No, he began to regain his balance in Dead Beat.  That was when he realized that Harry was not evil, and that the situation was not as he had understood it to be.  It was the near-death of Anastasia in Dead Beat that snapped him out of the dead end he had gone down, and his realization that he had let his anger and bad judgement lead him astray in that incident.  He was still regaining his balance as of TC, and did not get time to finish it.
« Last Edit: August 05, 2017, 04:48:17 AM by LordDresden2 »

Offline Mira

  • Needs A Life
  • ***
  • Posts: 24358
    • View Profile
Re: luccio's action
« Reply #17 on: August 06, 2017, 01:50:02 PM »
Quote
Remember, Morgan did not try to frame Harry.  Trick him, entrap him, yes, but I'm not sure the Council would have a problem with entrapment anyway.  I suspect their attitude might be closer to:  "If you can be entrapped, you should be entrapped, because you're a warlock." 

Why does one even attempt that in the first place?  As you say, the presumption of guilt, it isn't a cop's place to judge.  Morgan was willing to act the trivial as we saw when we first met him, he was about to take Harry's head on the grounds that supposedly he enslaved Toot.  It took some very fast talking on Harry's part to make it not happen.
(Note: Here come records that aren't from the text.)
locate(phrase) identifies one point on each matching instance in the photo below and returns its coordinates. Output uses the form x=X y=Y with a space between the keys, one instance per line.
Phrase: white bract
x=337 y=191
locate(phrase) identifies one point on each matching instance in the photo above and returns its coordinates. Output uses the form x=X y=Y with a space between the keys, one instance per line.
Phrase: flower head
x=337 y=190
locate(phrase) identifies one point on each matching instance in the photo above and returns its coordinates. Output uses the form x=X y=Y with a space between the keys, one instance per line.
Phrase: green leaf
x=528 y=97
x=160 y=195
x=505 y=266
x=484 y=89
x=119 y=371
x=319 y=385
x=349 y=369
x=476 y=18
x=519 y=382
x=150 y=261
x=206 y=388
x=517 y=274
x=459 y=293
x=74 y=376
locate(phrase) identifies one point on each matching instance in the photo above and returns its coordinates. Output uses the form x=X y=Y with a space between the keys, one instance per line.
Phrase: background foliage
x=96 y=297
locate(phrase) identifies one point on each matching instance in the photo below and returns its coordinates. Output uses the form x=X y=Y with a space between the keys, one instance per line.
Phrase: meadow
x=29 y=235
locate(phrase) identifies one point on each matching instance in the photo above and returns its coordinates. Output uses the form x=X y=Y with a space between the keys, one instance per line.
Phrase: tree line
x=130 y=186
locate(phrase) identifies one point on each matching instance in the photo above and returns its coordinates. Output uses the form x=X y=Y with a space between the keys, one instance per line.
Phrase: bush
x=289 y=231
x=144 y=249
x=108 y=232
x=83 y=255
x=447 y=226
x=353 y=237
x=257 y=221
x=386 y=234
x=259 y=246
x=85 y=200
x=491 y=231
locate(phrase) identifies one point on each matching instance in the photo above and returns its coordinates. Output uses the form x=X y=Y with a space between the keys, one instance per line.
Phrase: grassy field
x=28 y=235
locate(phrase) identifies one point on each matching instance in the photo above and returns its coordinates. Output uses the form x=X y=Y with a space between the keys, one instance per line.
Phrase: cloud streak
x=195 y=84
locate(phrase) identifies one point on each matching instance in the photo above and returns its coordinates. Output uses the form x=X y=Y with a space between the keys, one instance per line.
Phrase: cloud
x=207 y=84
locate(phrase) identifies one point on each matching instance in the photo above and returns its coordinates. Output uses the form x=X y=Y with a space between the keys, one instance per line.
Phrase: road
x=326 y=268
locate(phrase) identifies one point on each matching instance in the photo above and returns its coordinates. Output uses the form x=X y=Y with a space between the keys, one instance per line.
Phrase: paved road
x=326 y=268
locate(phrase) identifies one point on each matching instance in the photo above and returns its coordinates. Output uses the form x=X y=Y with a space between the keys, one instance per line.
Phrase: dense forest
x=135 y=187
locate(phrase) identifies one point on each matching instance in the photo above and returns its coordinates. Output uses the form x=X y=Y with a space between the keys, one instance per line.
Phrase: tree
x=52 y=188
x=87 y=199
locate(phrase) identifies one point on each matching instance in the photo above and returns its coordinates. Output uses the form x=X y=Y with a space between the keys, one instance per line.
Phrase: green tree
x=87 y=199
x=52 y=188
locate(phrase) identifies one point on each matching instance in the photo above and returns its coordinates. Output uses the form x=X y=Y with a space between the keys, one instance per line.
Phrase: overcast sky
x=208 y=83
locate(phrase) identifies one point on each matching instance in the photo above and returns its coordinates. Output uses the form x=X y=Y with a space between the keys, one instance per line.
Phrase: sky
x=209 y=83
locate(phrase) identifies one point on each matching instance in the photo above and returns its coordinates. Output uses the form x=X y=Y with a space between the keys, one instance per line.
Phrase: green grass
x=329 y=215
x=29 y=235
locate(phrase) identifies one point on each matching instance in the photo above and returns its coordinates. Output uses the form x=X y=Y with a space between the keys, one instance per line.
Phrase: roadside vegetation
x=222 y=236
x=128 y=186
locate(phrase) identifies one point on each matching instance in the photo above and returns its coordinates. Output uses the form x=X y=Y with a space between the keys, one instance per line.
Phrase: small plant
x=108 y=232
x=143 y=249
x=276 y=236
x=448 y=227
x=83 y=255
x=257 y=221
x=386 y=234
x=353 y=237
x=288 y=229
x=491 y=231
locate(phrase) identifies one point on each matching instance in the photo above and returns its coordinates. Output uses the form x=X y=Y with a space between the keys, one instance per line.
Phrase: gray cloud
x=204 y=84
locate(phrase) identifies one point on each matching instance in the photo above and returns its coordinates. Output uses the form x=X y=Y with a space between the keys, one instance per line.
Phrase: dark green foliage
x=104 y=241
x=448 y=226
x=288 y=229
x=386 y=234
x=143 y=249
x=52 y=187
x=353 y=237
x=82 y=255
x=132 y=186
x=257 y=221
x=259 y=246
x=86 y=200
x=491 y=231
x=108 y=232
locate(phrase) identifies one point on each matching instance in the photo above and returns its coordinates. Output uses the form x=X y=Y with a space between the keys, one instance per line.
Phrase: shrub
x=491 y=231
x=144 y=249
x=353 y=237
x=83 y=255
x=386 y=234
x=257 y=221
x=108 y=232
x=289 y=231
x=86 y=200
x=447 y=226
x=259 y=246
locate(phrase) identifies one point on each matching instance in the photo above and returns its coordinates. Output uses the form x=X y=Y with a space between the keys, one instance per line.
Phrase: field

The idea that Harry got off when he didn't deserve to became an obsession with Morgan, he then made it his life long duty to finally catch Harry in the act and then carry out what he thought was a miscarriage of justice.  It wasn't a lack of integrity on Morgan's part, nor really bad judgement..  In my opinion it was inflexibility, Morgan was so conditioned about warlocks that he couldn't believe that there are exceptions to the rule.  He really believed the Merlin's adage that once a kid goes warlock he/she cannot be reformed completely so is better off dead.  He played lip service to Harry not being a warlock as of Dead Beat, but it wasn't until he became a target himself that he fully understood what he had done to Harry all of his adult life.